Telescópio do Ielusc é fruto de uma permuta

Permuta é alternativa à inadimplência nas escolas

JPN

Quando Marte esteve próximo da Terra, e visível aos terráqueos, vários alunos do Ielusc puderam observar um pouco melhor o planeta vermelho através de um telescópio. O aparelho, que deixou Marte maior, não foi comprado, muito menos doado: resultou de uma permuta ocorrida cinco anos atrás entre a escola e o pai de um aluno interessado em descontar sua dívida referente a cerca de três mensalidades atrasadas. Na época, um professor de Geografia do colégio incentivou a transação. Casos como esse têm ocorrido cada vez com maior freqüência na rede de ensino particular do país. Em meio à crise financeira, com o poder aquisitivo em baixa, a saída, muitas vezes, tanto para a escola como para quem paga a mensalidade, é a permuta.

“Tento fazer um casamento feliz”, informa Günter Hudler, diretor financeiro do Bom Jesus/Ielusc, referindo-se à possibilidade dada pela instituição, para quem apresenta dificuldades financeiras, de quitar sua dívida sem o uso de dinheiro. Já o economista e chefe da Divisão de Orçamento e Contabilidade da Câmara de Vereadores de Joinville Adelir Stolf elogia a permuta nas escolas mas faz ressalvas. Para ele, é imprescindível estabelecer limites e critérios bem definidos para manter o equilíbrio. “Emergencialmente é viável”, diz, destacando a necessidade de políticas estratégicas específicas para garantir dinheiro nos cofres das instituições para o pagamento dos seus credores.

Imóveis, suprimentos de informática, materiais e serviços elétricos e de construção, além de móveis, estão entre o que mais é oferecido para transação ao Ielusc. É comum o negócio ser fechado. No prédio novo da unidade do Saguaçu, por exemplo, há persianas fornecidas em 2002 por um estudante de Comunicação Social já formado e cujas mensalidades estavam pendentes.

Quando não há a necessidade imediata, a instituição indica e divulga o produto ou serviço oferecido aos próprios alunos e funcionários principalmente através de murais. Como exemplo, Güinter cita uma ocasião em que um inadimplente ofereceu um imóvel pelo pagamento da dívida. A oferta não interessou a instituição. Porém, através da divulgação interna, um professor da própria escola se interessou e, ao invés de pagar ao dono do imóvel, deu o dinheiro diretamente para a escola.

Entre os muitos casos, alguns se tornaram históricos. A proposta de um cavalo de raça apresentada por um pai que não podia pagar mais a mensalidade do filho foi um deles. Naturalmente não houve acordo.
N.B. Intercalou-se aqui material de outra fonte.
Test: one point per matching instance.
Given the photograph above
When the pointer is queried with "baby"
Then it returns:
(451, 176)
A permuta em outras escolas particulares de Joinville

No colégio Positivo um aluno faz as fotos de todos os eventos da escola em troca de desconto na mensalidade. Para o Elias Moreira o acordo geralmente é proposto por quem já terminou os estudos. A creche Criança Feliz aceita dos pais das crianças três quilos de alimento por mês para não ter de aumentar a mensalidade. No Centro Cultural Brasil – EUA a primeira permuta foi há 20 anos. Hoje existe inclusive um acordo trocando curso de inglês por publicidade na mídia local. Apenas uma escola particular, entre várias contatadas pela REVI, preferiu manter seu nome em sigilo muito embora registre em média cinco casos desse tipo por ano. Abaixo, as mais interessantes histórias – e as mais estranhas ofertas – e alguns detalhes sobre as políticas adotadas pelas escolas.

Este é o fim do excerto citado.